Writer Tommy Starr and illustrator Collin Chartrand with "A Day with the Grandfathers" (Minegoziibe Anishinabe School/Frontier School Division)
While I was a young boy, I always had this deep feeling like something was missing inside me. I was puzzled due to this feeling. I kept asking myself, "What's wrong with me?" "Why can't I feel normal inside?" I felt as though I was a spear with no head.
—Tommy Starr, Writer
When Tommy Starr was growing up on Pine Creek First Nation, Manitoba, he
often felt that something was missing inside. In his words, he felt
like a "spear without a head." So his mother sent him to talk to his
grandfather who is an elder in the community.
Starr spent a day with his grandfather and experienced the sweat lodge for the first time. He also received his spirit name.
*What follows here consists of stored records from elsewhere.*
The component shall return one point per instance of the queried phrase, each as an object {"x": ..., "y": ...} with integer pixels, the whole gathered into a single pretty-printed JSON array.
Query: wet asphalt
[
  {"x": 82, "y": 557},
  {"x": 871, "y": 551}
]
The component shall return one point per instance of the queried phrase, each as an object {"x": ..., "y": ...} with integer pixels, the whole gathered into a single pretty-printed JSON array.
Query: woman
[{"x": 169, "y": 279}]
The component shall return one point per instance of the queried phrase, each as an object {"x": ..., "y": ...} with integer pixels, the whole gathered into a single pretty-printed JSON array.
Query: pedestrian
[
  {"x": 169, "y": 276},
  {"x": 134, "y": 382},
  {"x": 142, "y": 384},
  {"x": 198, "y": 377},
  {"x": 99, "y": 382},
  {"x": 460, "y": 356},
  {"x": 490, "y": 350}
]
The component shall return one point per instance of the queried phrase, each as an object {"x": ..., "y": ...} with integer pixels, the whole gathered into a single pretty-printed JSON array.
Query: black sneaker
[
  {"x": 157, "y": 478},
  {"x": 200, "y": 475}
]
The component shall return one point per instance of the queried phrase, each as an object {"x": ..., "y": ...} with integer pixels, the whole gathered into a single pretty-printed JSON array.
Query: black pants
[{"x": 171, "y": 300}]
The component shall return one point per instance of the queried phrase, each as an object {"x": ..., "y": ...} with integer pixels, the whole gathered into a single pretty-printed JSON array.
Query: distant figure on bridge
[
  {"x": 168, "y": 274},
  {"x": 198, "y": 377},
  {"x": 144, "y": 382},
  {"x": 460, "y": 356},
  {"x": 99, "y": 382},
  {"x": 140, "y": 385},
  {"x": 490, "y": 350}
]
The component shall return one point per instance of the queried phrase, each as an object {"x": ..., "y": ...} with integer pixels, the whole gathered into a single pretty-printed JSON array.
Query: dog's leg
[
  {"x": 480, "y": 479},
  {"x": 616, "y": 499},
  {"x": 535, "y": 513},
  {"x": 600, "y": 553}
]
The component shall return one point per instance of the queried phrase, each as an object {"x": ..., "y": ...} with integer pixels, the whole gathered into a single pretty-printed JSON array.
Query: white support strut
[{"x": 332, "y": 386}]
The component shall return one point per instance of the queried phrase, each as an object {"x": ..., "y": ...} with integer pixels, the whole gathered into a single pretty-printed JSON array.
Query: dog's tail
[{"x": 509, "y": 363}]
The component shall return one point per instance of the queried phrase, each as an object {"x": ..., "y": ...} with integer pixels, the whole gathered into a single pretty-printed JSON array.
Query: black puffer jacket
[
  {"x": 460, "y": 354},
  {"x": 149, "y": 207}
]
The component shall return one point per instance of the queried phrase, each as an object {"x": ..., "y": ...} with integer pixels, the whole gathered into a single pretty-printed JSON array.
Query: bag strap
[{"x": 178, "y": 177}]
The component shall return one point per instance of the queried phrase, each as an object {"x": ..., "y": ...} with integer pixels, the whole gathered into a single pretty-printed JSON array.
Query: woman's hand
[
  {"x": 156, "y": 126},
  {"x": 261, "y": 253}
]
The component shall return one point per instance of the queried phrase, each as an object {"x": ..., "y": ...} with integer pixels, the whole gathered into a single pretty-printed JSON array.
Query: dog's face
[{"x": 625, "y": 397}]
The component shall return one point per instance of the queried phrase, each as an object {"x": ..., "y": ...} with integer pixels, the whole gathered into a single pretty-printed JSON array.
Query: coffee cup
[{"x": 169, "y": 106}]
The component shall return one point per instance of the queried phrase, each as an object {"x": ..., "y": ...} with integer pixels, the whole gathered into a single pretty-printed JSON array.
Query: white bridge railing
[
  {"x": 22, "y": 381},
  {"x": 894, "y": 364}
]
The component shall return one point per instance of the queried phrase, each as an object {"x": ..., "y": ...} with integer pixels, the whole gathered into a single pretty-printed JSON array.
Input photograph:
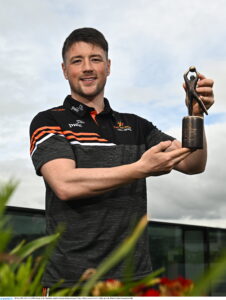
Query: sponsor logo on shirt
[
  {"x": 77, "y": 108},
  {"x": 122, "y": 127},
  {"x": 79, "y": 123}
]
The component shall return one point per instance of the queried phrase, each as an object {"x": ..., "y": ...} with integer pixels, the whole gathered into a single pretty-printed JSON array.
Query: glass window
[
  {"x": 194, "y": 253},
  {"x": 166, "y": 248}
]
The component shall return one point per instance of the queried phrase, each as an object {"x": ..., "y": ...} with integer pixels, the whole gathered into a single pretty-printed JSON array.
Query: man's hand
[
  {"x": 205, "y": 91},
  {"x": 158, "y": 161}
]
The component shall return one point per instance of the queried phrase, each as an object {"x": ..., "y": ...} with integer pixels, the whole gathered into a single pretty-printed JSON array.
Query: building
[{"x": 183, "y": 250}]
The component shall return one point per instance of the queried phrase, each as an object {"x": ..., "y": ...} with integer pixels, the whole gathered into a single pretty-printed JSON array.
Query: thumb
[{"x": 162, "y": 146}]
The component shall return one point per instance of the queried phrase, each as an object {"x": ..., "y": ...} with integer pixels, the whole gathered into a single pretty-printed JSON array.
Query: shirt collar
[{"x": 81, "y": 109}]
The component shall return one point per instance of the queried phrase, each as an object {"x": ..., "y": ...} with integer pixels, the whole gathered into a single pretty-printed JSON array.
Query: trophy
[{"x": 192, "y": 126}]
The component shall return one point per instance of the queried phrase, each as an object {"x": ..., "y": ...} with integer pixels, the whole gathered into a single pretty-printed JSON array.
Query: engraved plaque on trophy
[{"x": 192, "y": 126}]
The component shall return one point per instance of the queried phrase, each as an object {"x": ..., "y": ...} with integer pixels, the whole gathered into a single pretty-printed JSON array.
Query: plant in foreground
[{"x": 20, "y": 273}]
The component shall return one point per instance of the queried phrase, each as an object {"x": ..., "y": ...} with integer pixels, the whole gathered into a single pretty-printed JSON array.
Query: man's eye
[
  {"x": 96, "y": 59},
  {"x": 76, "y": 61}
]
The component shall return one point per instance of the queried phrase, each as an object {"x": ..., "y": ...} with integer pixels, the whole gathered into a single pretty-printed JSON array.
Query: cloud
[{"x": 196, "y": 197}]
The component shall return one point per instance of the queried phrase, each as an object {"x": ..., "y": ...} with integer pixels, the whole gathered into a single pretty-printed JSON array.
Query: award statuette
[{"x": 192, "y": 126}]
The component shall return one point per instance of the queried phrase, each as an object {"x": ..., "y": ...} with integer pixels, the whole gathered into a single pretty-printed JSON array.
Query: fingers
[{"x": 162, "y": 146}]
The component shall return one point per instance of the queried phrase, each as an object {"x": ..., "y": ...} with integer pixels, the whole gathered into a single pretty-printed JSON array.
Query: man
[{"x": 94, "y": 162}]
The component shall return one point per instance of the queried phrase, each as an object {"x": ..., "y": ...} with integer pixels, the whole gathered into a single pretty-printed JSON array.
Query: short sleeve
[{"x": 47, "y": 141}]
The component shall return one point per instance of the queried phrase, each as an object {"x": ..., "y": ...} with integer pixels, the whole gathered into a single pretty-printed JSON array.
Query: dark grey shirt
[{"x": 95, "y": 226}]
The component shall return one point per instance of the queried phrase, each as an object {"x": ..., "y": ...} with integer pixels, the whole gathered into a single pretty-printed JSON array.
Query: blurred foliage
[{"x": 21, "y": 271}]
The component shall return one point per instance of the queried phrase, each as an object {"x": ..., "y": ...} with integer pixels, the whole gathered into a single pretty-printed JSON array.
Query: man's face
[{"x": 86, "y": 67}]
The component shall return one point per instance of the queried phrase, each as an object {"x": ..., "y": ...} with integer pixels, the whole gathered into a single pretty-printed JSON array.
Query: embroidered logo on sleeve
[
  {"x": 121, "y": 127},
  {"x": 78, "y": 108},
  {"x": 79, "y": 123}
]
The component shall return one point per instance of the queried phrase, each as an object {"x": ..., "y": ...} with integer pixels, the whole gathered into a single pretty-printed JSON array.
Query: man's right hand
[{"x": 158, "y": 161}]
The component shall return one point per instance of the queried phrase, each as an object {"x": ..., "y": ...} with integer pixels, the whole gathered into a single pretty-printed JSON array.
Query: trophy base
[{"x": 192, "y": 132}]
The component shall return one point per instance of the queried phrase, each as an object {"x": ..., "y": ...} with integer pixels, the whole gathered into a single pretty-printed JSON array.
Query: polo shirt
[{"x": 94, "y": 226}]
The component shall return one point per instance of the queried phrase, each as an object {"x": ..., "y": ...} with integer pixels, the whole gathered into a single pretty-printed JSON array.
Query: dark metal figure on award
[{"x": 192, "y": 126}]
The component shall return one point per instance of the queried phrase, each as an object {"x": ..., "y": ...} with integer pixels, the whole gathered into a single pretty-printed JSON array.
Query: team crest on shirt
[
  {"x": 122, "y": 127},
  {"x": 79, "y": 123}
]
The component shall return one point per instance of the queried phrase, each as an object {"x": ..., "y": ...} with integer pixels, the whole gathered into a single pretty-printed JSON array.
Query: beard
[{"x": 89, "y": 95}]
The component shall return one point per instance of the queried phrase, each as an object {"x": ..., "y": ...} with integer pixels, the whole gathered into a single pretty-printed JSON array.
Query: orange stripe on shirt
[
  {"x": 80, "y": 133},
  {"x": 36, "y": 138},
  {"x": 86, "y": 139},
  {"x": 45, "y": 127}
]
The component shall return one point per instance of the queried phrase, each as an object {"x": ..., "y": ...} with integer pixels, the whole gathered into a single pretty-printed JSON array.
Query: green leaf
[{"x": 116, "y": 256}]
Starr turned that powerful experience into a story called A Day With My Grandfathers. And along with fellow student and illustrator Collin Chartrand, made the story into a children's book.
Starr turned the story into a children's book, along with fellow student and illustrator Collin Chartrand. And Starr submitted his story to the Canadian Aboriginal Writing and Arts Challenge.
A Day with My Grandfathers has picked up the first prize in the youth category. When Starr got the news he couldn't believe it. "I was amazed. I didn't think that I was that good a writer."
Giller Prize winner Joseph Boyden was on the jury that picked the winner. He says Starr's writing is "so simple in its presentation and yet so deep The whole story is just wonderful."
June 21 all the winners were honoured at a reception hosted by Joseph Boyden at the Manitoba Museum in Winnipeg.